City officials were unable to make a decision Tuesday night when it came to purchasing the Social Security building as the new home for McMinnville Police Department.
An inability to make a decision – coupled with complaints from local residents – ended with the offer being withdrawn by property owner Jerry Williamson.
“Apparently, this is not going to work,” said Williamson. “I would like to withdraw my offer to the city at this time. I didn’t want to cause this. It’s just not worth it.”
The property that was under consideration is located across from Walmart and is currently being used as the Social Security office. At a price of $650,000, the deal included building a 1,200-square-foot courtroom, more restrooms, and paving the parking lot.

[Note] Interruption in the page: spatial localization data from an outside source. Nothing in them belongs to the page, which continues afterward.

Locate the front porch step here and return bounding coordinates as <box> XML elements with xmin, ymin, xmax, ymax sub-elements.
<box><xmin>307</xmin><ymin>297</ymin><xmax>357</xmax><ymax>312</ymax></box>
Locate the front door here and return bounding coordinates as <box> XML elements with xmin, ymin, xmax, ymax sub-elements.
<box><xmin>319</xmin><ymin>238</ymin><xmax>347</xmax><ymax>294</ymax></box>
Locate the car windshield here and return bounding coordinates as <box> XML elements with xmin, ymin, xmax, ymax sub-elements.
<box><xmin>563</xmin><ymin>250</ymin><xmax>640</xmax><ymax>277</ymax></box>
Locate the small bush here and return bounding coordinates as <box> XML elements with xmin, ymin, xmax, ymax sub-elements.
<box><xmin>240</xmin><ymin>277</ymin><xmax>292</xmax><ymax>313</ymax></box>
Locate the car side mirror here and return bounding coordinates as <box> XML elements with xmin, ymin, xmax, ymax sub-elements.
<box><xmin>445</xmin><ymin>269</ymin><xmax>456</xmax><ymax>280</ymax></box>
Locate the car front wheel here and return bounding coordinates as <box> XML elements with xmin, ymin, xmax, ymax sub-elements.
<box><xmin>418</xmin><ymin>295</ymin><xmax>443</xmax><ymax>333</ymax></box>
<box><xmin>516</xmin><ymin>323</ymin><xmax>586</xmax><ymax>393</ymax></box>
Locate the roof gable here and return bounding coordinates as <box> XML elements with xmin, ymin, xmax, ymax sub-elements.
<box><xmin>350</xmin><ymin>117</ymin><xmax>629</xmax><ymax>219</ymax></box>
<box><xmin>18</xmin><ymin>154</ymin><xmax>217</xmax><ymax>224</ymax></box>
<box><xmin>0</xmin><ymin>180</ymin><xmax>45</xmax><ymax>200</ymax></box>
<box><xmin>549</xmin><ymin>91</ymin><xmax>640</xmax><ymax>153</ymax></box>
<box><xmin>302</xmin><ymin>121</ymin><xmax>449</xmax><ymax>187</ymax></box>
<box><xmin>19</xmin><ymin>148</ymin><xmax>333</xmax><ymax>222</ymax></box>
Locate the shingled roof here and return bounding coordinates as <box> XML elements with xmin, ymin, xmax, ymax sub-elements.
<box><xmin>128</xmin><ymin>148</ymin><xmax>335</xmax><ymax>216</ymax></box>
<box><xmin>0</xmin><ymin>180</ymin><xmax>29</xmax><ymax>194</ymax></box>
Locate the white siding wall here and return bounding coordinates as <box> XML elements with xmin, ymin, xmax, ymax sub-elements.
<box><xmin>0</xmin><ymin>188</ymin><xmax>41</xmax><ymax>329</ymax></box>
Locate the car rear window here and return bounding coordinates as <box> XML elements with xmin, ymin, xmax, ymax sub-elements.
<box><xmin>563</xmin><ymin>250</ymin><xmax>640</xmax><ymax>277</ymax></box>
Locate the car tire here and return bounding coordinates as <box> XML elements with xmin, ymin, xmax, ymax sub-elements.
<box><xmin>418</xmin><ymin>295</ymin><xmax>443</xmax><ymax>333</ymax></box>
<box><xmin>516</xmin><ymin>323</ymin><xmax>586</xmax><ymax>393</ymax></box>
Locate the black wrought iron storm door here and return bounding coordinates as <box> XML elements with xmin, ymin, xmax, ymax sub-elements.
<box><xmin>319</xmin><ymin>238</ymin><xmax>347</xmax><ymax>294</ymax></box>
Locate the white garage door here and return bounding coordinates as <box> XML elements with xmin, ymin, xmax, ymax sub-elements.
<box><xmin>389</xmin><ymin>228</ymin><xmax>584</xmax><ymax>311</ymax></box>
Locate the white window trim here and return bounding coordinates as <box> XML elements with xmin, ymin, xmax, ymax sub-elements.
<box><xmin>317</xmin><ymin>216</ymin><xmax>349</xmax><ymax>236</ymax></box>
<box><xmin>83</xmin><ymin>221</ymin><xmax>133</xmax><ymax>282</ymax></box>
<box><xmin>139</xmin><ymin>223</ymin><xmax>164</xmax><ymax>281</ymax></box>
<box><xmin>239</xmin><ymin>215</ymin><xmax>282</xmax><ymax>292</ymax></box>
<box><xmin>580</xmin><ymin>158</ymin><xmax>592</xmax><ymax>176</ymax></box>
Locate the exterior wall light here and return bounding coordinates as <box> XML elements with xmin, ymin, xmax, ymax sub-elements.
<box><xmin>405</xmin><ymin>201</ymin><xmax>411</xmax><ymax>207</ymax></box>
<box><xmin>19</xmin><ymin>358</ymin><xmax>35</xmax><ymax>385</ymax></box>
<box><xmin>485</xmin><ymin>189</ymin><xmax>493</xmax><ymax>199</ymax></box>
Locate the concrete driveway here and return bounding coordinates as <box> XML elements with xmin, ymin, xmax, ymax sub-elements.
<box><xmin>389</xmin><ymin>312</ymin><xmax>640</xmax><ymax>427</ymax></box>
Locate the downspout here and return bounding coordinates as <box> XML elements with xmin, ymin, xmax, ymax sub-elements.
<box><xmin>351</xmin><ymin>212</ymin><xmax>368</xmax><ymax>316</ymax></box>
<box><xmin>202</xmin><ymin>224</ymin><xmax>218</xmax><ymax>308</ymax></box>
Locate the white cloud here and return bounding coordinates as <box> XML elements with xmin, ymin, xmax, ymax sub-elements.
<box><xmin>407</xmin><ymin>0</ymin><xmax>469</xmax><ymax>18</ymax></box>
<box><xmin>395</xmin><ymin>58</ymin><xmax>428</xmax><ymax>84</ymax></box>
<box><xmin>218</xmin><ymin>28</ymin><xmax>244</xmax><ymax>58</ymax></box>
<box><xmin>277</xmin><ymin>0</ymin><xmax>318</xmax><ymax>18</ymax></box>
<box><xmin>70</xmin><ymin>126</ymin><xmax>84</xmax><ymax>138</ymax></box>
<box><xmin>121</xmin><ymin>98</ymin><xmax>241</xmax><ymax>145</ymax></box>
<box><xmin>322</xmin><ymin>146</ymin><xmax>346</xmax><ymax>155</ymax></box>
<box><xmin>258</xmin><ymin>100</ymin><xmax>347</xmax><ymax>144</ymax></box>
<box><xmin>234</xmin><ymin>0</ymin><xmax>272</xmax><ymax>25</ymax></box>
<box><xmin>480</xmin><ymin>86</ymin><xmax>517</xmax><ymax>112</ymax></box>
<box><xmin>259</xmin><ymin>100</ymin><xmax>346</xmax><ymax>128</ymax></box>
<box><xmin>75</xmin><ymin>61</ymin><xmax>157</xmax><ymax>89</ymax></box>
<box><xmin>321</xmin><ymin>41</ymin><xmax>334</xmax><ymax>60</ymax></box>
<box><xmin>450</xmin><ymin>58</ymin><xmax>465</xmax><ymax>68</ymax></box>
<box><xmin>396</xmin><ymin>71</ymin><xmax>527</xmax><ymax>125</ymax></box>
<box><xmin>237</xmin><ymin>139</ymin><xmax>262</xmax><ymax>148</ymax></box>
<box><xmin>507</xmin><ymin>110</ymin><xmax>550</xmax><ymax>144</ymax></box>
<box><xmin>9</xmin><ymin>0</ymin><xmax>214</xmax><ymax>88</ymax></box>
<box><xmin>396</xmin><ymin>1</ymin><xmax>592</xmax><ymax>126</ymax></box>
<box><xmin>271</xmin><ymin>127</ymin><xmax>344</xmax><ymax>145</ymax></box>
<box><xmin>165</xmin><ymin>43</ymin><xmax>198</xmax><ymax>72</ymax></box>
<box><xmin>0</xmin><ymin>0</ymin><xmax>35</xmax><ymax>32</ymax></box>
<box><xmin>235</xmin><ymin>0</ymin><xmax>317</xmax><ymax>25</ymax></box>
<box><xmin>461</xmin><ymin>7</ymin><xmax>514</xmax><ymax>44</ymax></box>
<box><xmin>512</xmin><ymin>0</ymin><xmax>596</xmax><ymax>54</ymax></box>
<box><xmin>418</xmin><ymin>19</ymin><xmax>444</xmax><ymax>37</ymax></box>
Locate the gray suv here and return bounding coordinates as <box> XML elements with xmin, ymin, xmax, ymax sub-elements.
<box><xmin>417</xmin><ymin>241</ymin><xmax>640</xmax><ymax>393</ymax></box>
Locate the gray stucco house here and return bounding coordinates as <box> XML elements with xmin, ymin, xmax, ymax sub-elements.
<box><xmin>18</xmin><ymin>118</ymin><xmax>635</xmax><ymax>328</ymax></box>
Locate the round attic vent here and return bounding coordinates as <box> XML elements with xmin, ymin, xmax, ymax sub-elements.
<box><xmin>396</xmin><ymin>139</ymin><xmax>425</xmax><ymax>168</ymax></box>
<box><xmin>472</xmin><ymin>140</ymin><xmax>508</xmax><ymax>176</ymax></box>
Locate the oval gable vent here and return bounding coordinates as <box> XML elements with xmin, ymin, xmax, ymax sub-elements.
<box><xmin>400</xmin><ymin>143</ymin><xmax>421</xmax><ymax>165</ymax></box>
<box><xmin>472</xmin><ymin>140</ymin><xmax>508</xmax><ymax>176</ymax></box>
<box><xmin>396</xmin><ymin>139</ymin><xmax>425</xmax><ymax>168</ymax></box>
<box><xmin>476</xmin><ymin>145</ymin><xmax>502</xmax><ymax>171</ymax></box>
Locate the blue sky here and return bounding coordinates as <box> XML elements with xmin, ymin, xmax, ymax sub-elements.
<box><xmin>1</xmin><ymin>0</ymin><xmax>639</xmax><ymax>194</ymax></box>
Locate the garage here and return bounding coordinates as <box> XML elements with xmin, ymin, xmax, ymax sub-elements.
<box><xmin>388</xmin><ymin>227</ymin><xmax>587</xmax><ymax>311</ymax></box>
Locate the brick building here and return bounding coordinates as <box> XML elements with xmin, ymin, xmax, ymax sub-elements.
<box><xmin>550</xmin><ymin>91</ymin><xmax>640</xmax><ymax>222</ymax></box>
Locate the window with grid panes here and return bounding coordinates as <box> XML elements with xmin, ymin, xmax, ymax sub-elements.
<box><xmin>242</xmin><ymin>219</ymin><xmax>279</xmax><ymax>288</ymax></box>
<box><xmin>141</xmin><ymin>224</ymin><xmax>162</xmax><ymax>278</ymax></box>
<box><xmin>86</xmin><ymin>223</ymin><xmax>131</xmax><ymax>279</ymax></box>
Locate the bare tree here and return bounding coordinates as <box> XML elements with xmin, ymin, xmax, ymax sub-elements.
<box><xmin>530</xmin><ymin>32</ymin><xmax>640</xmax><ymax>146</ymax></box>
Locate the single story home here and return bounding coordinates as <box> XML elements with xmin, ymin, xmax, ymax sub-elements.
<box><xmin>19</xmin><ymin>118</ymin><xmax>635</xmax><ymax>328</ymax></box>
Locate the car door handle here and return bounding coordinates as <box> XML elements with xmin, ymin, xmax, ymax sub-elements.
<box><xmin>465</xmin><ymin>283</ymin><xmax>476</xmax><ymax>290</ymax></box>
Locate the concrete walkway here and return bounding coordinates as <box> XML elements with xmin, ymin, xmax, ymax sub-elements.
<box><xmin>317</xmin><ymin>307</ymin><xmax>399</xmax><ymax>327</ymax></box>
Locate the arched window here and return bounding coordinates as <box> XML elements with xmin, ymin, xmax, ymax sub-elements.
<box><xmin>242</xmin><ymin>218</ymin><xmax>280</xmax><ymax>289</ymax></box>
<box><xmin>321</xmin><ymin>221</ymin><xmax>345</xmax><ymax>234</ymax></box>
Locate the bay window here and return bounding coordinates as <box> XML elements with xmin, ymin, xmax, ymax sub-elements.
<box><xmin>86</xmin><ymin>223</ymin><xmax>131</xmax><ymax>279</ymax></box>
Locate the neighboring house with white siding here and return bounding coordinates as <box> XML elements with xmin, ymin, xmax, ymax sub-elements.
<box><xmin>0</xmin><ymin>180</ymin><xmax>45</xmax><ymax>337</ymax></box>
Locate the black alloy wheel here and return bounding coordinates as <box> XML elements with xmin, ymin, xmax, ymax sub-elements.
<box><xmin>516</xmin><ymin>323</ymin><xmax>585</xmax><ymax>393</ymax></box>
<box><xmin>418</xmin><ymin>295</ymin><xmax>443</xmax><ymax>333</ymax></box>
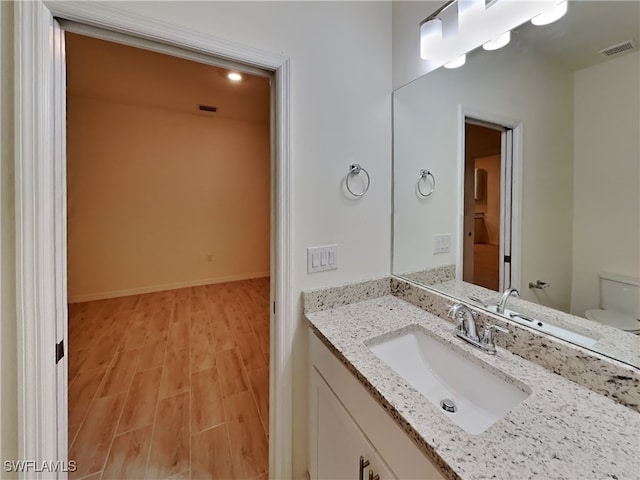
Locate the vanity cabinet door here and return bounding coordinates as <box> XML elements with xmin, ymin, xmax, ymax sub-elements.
<box><xmin>311</xmin><ymin>368</ymin><xmax>385</xmax><ymax>480</ymax></box>
<box><xmin>309</xmin><ymin>330</ymin><xmax>445</xmax><ymax>480</ymax></box>
<box><xmin>372</xmin><ymin>452</ymin><xmax>397</xmax><ymax>480</ymax></box>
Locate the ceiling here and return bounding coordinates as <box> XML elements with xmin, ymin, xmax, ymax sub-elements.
<box><xmin>66</xmin><ymin>33</ymin><xmax>271</xmax><ymax>124</ymax></box>
<box><xmin>66</xmin><ymin>2</ymin><xmax>638</xmax><ymax>110</ymax></box>
<box><xmin>511</xmin><ymin>0</ymin><xmax>640</xmax><ymax>72</ymax></box>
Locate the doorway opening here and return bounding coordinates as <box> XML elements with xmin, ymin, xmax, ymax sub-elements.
<box><xmin>16</xmin><ymin>3</ymin><xmax>293</xmax><ymax>476</ymax></box>
<box><xmin>463</xmin><ymin>118</ymin><xmax>514</xmax><ymax>292</ymax></box>
<box><xmin>65</xmin><ymin>32</ymin><xmax>271</xmax><ymax>478</ymax></box>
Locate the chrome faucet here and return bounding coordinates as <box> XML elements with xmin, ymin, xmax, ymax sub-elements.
<box><xmin>449</xmin><ymin>304</ymin><xmax>479</xmax><ymax>341</ymax></box>
<box><xmin>497</xmin><ymin>288</ymin><xmax>520</xmax><ymax>314</ymax></box>
<box><xmin>448</xmin><ymin>303</ymin><xmax>509</xmax><ymax>355</ymax></box>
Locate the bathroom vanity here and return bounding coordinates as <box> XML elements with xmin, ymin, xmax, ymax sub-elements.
<box><xmin>306</xmin><ymin>3</ymin><xmax>640</xmax><ymax>478</ymax></box>
<box><xmin>304</xmin><ymin>278</ymin><xmax>640</xmax><ymax>480</ymax></box>
<box><xmin>309</xmin><ymin>328</ymin><xmax>445</xmax><ymax>480</ymax></box>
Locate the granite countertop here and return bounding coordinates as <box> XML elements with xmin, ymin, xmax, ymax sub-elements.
<box><xmin>428</xmin><ymin>279</ymin><xmax>640</xmax><ymax>369</ymax></box>
<box><xmin>305</xmin><ymin>295</ymin><xmax>640</xmax><ymax>480</ymax></box>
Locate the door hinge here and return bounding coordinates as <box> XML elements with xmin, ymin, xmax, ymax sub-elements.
<box><xmin>504</xmin><ymin>255</ymin><xmax>511</xmax><ymax>263</ymax></box>
<box><xmin>56</xmin><ymin>340</ymin><xmax>64</xmax><ymax>364</ymax></box>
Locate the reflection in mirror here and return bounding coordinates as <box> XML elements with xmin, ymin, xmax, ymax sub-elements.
<box><xmin>392</xmin><ymin>1</ymin><xmax>639</xmax><ymax>367</ymax></box>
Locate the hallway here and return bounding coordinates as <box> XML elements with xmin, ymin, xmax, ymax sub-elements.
<box><xmin>67</xmin><ymin>278</ymin><xmax>270</xmax><ymax>480</ymax></box>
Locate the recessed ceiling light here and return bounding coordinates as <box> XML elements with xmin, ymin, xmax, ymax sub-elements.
<box><xmin>227</xmin><ymin>72</ymin><xmax>242</xmax><ymax>82</ymax></box>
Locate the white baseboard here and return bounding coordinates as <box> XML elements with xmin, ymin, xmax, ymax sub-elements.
<box><xmin>68</xmin><ymin>271</ymin><xmax>270</xmax><ymax>303</ymax></box>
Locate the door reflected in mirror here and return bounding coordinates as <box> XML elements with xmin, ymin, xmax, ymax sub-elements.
<box><xmin>463</xmin><ymin>121</ymin><xmax>504</xmax><ymax>292</ymax></box>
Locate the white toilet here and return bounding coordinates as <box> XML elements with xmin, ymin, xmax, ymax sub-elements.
<box><xmin>585</xmin><ymin>273</ymin><xmax>640</xmax><ymax>334</ymax></box>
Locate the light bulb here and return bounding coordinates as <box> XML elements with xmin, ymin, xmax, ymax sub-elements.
<box><xmin>444</xmin><ymin>54</ymin><xmax>466</xmax><ymax>69</ymax></box>
<box><xmin>483</xmin><ymin>31</ymin><xmax>511</xmax><ymax>51</ymax></box>
<box><xmin>420</xmin><ymin>18</ymin><xmax>443</xmax><ymax>60</ymax></box>
<box><xmin>227</xmin><ymin>72</ymin><xmax>243</xmax><ymax>82</ymax></box>
<box><xmin>531</xmin><ymin>0</ymin><xmax>568</xmax><ymax>26</ymax></box>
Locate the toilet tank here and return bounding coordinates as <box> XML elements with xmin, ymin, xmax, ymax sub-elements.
<box><xmin>599</xmin><ymin>273</ymin><xmax>640</xmax><ymax>318</ymax></box>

The beginning of the end began when Building and Grounds Committee members met to consider the offer Tuesday after touring the property, but were unable to reach a consensus between buying it or renovating the Blue Building, a property the city already owns, and moving the department back there. The police department had been located at the Blue Building for decades before moving to Red Road in 2009.
On the committee are Aldermen Junior Medley, Rick Barnes and Billy Wood. While Medley voiced his decision to purchase the Williamson property, Barnes was in favor of renovating the Blue Building.
“I move that we renovate the Blue Building for the police department,” said Barnes.
The motion failed due to lack of a second.
Wood, who would have been the deciding vote on the three-member committee, refused to vote. He is part owner of the property where the police department currently resides.
“When it comes to this particular issue, I will have to abstain from the vote,” said Wood. “I can express my opinion though. People think fondly of the Blue Building. If you are going to spend $1 million, it would make sense to spent it on property you’ve got.”
With Medley and Barnes unable to agree and Wood’s view not helping to unlock the stalemate, Medley said the issue should be sent to the full board. However, no motion was made.
“This board, obviously, is incapable of making a decision,” Medley said. “We’ve been talking about this for two years, since the day I got here. I would rather send this to the full board, but that’s not happening.”
Alderman Clair Cochran recommended the committee delay discussing the situation until after the November election and new committee members can be assigned.
“With the election coming up, the committees will be shuffled,” she said. “The mayor can re-appoint Mr. Wood so there is not a conflict of interest.”
The mayor has the authority to change members of committees around during his term, as well as after elections to assign new members on the board to specific committees.
While officials appeared unable to decide, local residents were more decisive. Connie Smith, who lives close to the Williamson property, says the majority of people she has spoken to do not want the police department in their neighborhood.
“About 80 percent don’t want it there because it is already difficult to get out of North Hills Drive onto Old Smithville Highway,” said Smith. “Most are of the opinion the department should move back to the Blue Building.”
Joe Shelton Jr., says he feels officials dismissed several offers that were made before Williamson’s offer without giving them genuine consideration, which included his offer, and they are not putting enough thought into the Williamson property.
“I would like for someone to tell me that my property on Sparta Street doesn’t best any property that’s around, as far as location, size, the whole nine yards,” Shelton said. “Regardless of whether you buy our property or someone else’s property, buying a piece of property that you will outgrow as soon as you move in just seems ludicrous.”
After the meeting, Medley denied the allegation that prior offers received by the city were rejected without consideration.
“We looked at each offer that came into the city,” Medley said. “None of them were as good as the Williamson offer. It was the best offer financially, as well as in location, size and the condition of the building. I want you to quote me on that.”
When questioned why he singled out the “board” as unable to make a decision and why he did not vote to send the measure to the full board for its consideration, Medley said he was asked not to send it.
“I was asked not to send it to the board by the mayor,” said Medley. “Maybe the next board will be able to make a decision. This one can’t. I just don’t know why it can’t.”
Rone denies saying not to send the matter to the full board.
“I asked Junior what he thought was going to happen with him and Rick on different sides of this thing and Billy not voting,” Rone said. “He mentioned sending it to the board. I told him I don’t think it wouldn’t do any good to send it to the board. This is a dead issue in my opinion.”
Medley says he wanted to buy Williamson’s property because he felt board members did not want to build a new facility or buy a building that needed renovation.
“This building was almost turn-key ready,” Medley said. “What needed to be done, Jerry was willing to do for us. I thought that’s what they wanted. They rejected ideas to build a new facility or renovate an existing building. What’s left, if not buy a property that’s ready for the department to move into?”
Until a decision can be reached, McMinnville Police Department will remain on Red Road.